AFAIK, for MongoDB plugin, we have very limited tests.
Anyway, I tried the following query on your sample json file:
0: jdbc:drill:schema=dfs.tpchPar100> select t1.c1.text, count(t1.c1.text)
from (select flatten(tbl.twitter_entities.hashtags) as c1 from
dfs.`/jsondata/junk.json` as tbl) t1 group by t1.c1.text;
+---------+---------+
| EXPR$0 | EXPR$1 |
+---------+---------+
| skiing | 1 |
| snow | 1 |
+---------+---------+
2 rows selected (0.542 seconds)
is this the group/count you want to retrieve?
HTH,
Dechang
On Sun, Dec 11, 2016 at 12:10 AM, yousuf <yo...@css.org.sa> wrote:
> Hi,
>
> How can I retrieve hashtags[n].text values as flatten from the following
> json document (storage mongo).

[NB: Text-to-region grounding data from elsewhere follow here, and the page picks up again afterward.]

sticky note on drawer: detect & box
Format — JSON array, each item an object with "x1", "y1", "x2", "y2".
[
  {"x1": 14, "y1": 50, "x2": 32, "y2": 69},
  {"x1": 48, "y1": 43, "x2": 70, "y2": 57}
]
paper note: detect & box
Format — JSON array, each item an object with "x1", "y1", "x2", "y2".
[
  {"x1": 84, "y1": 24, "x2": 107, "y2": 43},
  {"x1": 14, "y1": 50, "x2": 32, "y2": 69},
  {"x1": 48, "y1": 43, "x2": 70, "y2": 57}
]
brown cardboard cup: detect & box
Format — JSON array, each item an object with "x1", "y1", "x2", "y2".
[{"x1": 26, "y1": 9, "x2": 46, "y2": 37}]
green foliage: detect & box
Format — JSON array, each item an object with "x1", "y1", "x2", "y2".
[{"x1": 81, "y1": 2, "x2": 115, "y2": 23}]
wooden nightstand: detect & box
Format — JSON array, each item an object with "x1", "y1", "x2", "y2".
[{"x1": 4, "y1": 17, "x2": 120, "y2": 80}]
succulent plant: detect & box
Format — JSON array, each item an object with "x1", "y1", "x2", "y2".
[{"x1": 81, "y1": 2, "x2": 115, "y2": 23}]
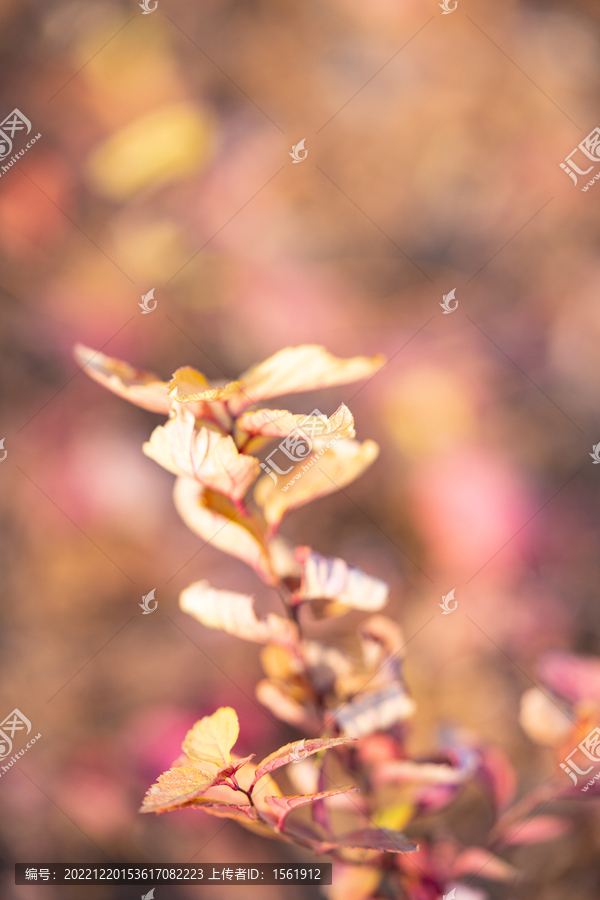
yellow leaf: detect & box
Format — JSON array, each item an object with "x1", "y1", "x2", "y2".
[
  {"x1": 324, "y1": 863, "x2": 380, "y2": 900},
  {"x1": 237, "y1": 404, "x2": 355, "y2": 441},
  {"x1": 140, "y1": 765, "x2": 217, "y2": 813},
  {"x1": 143, "y1": 404, "x2": 259, "y2": 502},
  {"x1": 87, "y1": 102, "x2": 212, "y2": 199},
  {"x1": 168, "y1": 366, "x2": 240, "y2": 403},
  {"x1": 74, "y1": 344, "x2": 170, "y2": 414},
  {"x1": 372, "y1": 801, "x2": 415, "y2": 831},
  {"x1": 180, "y1": 580, "x2": 298, "y2": 646},
  {"x1": 228, "y1": 346, "x2": 385, "y2": 415},
  {"x1": 173, "y1": 477, "x2": 276, "y2": 584},
  {"x1": 182, "y1": 707, "x2": 239, "y2": 766},
  {"x1": 254, "y1": 438, "x2": 379, "y2": 529}
]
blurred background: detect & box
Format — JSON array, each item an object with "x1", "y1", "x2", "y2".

My final goal is to group text with count.
>
> Apache drill version : 1.8.0
> MongoDB version: 3.2
>
> I've tried several examples but my final result is either empty array eg
> [] or blank.
>
> {
> "twitter_entities": {
> "hashtags": [{
> "text": "snow",
> "indices": [
> 66,
> 71
> ]
> }, {
> "text": "skiing",
> "indices": [
> 73,
> 80
> ]
> }],
> "trends": [],
> "urls": [{
> "url": "http://xxxxxxx",
> "expanded_url": "http://xxxxx",
> "display_url": xxxxx",
> "indices": [
> 71,
> 93
> ]
> }]
> }
> }
>
> Any help is appreciated
> Regards
> Yousuf
>
>
>